なんだかペースが掴めずに下唇を噛み締めながら鴉丸は首裏にボリボリとツメを立てて片膝を付いた。
「俺は強くならなくちゃならねぇんだ。半島のあいつらにも、ネストの連中にも、お前にも負けない位強くならないとならねぇ」
「あ、あいつら?」
「だから約束しろ。もうこんな癇癪みてぇなこと起こすな。殺し合いなら何時だって付きやってやる。人間がなんだかは分からんが、人間らしいことにも付きやってやる。もう、お前は俺にとって……」
「俺にとって……?」
その突如のことだった。無数の黒い影が鴉丸らを取り囲む。
「忠告する! 闇還アヴィタリス! 今直ぐその月影をこちらに渡せ! さもなければ──」
「面倒なのが出やがった」
鴉丸は腰を上げると同時に、月詠へと手を伸ばした。
「こんなのが居るから……な? 分かるだろ?」
「半分くらい」
ハニカミながら鴉丸の手をとって立ち上がる月詠。
取り囲むのはネストの兵力だ。町外れの廃屋街とはいえ、あんな衝撃と轟音を上げ続けていれば嫌でも目に付く。そして、ネストには観測班も居る。
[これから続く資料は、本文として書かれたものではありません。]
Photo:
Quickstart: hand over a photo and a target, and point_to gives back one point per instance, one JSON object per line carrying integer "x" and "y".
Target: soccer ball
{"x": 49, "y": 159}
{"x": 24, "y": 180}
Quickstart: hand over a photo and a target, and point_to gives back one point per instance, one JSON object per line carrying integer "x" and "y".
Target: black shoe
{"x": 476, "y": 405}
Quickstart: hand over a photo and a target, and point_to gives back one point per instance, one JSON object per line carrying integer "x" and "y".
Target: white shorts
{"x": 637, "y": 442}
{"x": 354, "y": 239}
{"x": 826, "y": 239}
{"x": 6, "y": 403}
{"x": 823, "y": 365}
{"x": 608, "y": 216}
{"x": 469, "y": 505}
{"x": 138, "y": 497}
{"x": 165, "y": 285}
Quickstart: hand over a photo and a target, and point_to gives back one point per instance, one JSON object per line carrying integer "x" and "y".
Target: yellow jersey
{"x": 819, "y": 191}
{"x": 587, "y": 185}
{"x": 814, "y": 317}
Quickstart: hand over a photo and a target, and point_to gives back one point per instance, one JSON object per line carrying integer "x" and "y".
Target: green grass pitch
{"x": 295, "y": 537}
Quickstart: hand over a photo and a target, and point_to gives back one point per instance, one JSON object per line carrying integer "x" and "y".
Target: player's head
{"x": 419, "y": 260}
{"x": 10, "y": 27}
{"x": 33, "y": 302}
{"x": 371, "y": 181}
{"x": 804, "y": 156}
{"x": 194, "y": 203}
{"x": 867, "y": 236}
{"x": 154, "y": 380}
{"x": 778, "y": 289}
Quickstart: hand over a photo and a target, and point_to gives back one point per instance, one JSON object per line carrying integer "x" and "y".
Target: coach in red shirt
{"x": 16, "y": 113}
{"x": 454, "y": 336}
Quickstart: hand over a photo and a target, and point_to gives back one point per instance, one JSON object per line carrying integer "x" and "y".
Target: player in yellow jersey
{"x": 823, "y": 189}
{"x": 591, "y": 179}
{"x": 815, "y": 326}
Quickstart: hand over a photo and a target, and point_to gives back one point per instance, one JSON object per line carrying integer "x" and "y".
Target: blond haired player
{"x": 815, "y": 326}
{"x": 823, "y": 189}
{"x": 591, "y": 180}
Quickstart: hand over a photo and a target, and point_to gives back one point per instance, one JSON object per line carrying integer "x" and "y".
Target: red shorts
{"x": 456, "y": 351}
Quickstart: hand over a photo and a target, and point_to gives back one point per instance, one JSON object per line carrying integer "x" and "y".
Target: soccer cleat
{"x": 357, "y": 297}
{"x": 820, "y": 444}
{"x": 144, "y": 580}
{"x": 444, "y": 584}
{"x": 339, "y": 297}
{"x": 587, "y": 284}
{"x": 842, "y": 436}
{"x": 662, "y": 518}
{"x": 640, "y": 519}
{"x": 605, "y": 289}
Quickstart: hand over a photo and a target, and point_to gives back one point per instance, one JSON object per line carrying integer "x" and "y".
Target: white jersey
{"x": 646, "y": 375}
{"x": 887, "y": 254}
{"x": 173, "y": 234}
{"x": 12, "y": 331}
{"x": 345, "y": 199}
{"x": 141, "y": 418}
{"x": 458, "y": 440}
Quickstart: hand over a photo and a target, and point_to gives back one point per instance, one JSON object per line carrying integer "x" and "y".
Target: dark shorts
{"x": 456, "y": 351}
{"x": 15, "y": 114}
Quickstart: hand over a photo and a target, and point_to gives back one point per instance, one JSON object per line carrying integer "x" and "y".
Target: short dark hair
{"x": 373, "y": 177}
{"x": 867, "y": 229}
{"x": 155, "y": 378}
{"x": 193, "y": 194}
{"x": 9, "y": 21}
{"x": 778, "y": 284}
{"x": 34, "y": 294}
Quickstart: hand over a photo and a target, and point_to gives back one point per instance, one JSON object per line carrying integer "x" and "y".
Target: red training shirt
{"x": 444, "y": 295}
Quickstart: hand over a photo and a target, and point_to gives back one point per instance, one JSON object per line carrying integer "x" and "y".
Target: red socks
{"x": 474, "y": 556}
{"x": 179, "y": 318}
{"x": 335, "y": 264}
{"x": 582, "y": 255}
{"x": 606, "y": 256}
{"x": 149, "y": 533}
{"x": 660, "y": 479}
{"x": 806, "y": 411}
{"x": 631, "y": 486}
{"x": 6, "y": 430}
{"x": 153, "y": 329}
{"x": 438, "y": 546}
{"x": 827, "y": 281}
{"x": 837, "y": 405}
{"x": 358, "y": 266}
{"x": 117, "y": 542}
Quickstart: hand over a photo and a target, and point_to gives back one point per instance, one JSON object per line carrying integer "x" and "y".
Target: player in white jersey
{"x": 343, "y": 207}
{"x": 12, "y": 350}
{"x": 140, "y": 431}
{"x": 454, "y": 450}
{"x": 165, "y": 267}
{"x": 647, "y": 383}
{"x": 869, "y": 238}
鴉丸の脳裏にはふとあのサイケデリックなミニスカ和服金髪ロリータの顔が思い浮かんで内頬を噛み締めた。
「どうするの?」
「逃げる」
「だろうね」
その短いやり取りの後、鴉丸と月詠は瞬時に跳躍して空の雲の向こうへと消えていった。
後にこの街では黒と白の流れ星が見られるという噂が密かにされる。